It's important to make sure you understand how to recovery from scenarios before they happen.
Data is stored in PostgreSQL, ClickHouse and Kafka. At a minimum you should have backups of PostgreSQL and ClickHouse, these are crucial to PostHog. Kafka stores the incoming analytics events which are then persisted into ClickHouse.
Note: in order to work, ClickHouse and Kafka use Zookeeper as distributed key value store and locking service. While Zookeeper doesn't host any data related to PostHog it's a core dependency of the overall stack.
PostgreSQL stores your PostHog instance configuration and authentication/authorization.
We recommend that you use a provider that supports backups. For example, AWS RDS will handle backups and restores for you. Other cloud providers offer similar services.
For ClickHouse, see our ClickHouse backup runbook.
ClickHouse consumes from Kafka using a static consumer group. Make sure that you only ever have one cluster consuming at a time.

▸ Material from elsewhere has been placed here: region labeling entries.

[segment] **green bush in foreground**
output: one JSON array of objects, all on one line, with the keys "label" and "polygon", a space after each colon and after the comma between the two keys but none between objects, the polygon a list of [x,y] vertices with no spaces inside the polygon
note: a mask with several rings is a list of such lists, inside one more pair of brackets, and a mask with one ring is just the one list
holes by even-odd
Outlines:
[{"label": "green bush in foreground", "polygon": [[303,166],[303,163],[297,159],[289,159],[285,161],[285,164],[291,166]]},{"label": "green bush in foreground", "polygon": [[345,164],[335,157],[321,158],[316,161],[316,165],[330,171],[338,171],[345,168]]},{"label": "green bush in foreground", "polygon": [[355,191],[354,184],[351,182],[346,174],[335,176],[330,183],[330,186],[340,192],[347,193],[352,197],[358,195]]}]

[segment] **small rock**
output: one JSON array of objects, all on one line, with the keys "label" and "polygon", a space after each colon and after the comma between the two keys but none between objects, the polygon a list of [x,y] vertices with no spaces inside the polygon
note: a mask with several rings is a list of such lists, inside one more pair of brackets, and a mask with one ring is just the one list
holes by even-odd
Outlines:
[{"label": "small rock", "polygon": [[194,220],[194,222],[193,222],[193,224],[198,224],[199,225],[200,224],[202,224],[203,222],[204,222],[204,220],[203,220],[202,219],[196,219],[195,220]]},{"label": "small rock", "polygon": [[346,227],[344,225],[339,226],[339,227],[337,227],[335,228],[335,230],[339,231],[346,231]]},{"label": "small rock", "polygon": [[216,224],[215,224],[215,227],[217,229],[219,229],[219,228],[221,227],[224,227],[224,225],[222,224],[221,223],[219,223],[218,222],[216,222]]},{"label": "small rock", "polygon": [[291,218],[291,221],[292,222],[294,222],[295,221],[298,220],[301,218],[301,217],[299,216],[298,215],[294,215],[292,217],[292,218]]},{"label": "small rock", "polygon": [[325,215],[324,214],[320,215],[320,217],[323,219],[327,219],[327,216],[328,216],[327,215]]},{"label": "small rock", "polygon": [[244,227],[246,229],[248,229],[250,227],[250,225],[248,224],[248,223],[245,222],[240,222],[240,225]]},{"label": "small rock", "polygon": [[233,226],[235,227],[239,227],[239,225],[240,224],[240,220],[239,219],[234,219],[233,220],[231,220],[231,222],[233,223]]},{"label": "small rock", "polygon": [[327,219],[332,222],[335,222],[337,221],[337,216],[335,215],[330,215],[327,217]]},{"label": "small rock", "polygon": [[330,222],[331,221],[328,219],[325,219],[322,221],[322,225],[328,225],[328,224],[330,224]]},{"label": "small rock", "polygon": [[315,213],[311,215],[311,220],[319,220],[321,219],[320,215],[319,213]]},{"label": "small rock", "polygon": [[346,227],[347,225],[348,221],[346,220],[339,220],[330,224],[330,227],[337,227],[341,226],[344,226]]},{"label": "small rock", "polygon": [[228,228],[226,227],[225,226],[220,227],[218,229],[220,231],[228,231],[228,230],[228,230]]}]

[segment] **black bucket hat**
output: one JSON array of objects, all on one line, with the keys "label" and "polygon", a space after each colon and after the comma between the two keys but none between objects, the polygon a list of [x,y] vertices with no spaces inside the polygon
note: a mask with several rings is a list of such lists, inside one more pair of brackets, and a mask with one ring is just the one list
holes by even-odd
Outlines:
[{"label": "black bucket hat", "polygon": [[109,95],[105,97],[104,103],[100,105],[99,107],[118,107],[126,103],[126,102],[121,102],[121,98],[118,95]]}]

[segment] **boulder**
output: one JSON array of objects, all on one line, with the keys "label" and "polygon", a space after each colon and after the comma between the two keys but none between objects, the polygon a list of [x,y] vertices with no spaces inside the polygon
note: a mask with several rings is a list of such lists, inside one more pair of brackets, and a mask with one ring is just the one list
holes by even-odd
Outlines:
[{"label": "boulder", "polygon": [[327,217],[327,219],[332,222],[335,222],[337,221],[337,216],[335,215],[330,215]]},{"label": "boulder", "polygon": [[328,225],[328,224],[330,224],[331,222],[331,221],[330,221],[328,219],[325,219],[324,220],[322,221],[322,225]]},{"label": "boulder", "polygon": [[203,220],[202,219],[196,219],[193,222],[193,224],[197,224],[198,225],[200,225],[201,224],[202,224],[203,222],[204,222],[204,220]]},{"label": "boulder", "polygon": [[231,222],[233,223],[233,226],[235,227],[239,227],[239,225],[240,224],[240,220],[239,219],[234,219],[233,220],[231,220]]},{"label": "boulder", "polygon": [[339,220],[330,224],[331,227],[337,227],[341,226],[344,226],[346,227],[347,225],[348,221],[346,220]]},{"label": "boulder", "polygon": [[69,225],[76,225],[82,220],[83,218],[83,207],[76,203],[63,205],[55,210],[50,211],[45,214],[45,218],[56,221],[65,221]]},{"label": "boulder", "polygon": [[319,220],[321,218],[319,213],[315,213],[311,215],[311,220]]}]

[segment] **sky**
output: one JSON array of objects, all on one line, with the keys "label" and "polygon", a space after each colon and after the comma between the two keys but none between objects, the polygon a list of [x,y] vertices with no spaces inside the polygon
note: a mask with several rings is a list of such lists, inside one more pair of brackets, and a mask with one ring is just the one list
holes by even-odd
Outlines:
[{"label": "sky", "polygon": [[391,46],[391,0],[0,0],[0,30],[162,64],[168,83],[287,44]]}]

When bringing up a cluster from backup it is a good idea to ensure that the consumer cursors are reset such that the cluster consumes any events in Kafka that may be missing from your ClickHouse the backup.
Kafka is the first place events are persisted before being consumed by other services, and ultimately ending up in ClickHouse. Solutions exist for streaming this data to long term storage. For example, with AWS you can use either the Lenses.io S3 Kafka Connector or AWS Kinesis Firehose.
If PostHog is consuming events to ClickHouse in good time, you should not lose much in case of a Kafka failure, so it may be a risk that you want to accept.
ZooKeeper is a centralized service providing distributed synchronization. It is a core dependency of both ClickHouse and Zookeeper.